For our walking tour through Mitte you can choose between these two options:

Berlin’s Historical Center:

We start at Alexanderplatz, which as late as the 18th century was a cattle market that lay outside the gates of the city. It’s seedy underworld in the 1920s was immortalised in Döblin’s iconic novel ‘Berlin Alexanderplatz’. After World War II the square was rebuilt by the East German government to showcase architecturally the ‘new socialist utopia’ for a ‘new socialist people’.

From here we move on to the Red City Hall and the Nikolai Quarter, which was rebuilt in its medieval form in the 1980s in an unusual act of co-operation between East and West Germany. From here we head for the Lustgarten in front of the Berlin Cathedral and explore Museum Island, before strolling down Berlin’s grand central avenue, the Unter den Linden. On the way we take in the baroque beauty of buildings from the Prussian era and hear stories of neglected wives, party princes and even the significance of potatoes in the history of Germany.

At the Gendarmenmarkt you’ll learn about the French immigrants who sought sanctuary in Berlin in the 18th century, giving the city its famous meatball dish, the Berlin Boulette. The tour ends at the iconic Brandenburg Gate, Berlin’s only surviving city gate, which is both a famous landmark of the capital, and also a potent symbol of Germany’s division and reunification.

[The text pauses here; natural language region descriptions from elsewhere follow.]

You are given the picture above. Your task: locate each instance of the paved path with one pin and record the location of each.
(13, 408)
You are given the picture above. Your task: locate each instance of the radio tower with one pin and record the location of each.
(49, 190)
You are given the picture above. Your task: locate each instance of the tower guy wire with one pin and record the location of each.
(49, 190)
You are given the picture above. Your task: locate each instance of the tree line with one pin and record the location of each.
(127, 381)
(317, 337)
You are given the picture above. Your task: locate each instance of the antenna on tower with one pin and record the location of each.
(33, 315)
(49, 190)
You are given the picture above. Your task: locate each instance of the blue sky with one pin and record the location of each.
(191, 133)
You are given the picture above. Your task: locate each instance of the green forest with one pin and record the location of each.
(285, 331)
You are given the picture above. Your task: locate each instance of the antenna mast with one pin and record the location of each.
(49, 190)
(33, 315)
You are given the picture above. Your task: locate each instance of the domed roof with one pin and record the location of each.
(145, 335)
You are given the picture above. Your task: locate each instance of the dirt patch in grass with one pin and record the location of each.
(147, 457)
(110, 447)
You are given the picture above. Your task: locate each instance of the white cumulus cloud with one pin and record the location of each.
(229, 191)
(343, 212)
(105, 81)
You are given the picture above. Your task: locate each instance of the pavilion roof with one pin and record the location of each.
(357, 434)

Berlin’s Contemporary Center:

This tour starts at the main train station, opened in 2006 to coincide with the FIFA World Cup. From here we cross the river Spree to the Federal Chancellory, where Germany’s chancellor Angela Merkel works. The prevalence of glass and exposed concrete in the newly rebuilt government district is a symbol of the commitment to transparency made by the government of reunified Germany. A highlight is climbing to the top of the glass dome that tops the Reichstag, the building that houses the parliament of Germany. From its heights you can enjoy stunning views across the centre of Berlin.

The next stop, Pariser Platz at the Brandenburg gate, is now an elegant plaza, and it is hard to imagine that once this gate stood alone and windswept in the midst of the death strip of the Berlin Wall.

From Pariser Platz we follow the Wall in a straight line to the rebuilt Potsdamer Platz, which in the years of the city’s division was an empty wasteland. In between Pariser Platz and Potsdamer Platz we will encounter the 2711 concrete stelae that make up the powerful and thought provoking central German memorial to the Holocaust. All around lie the government buildings of the German administration.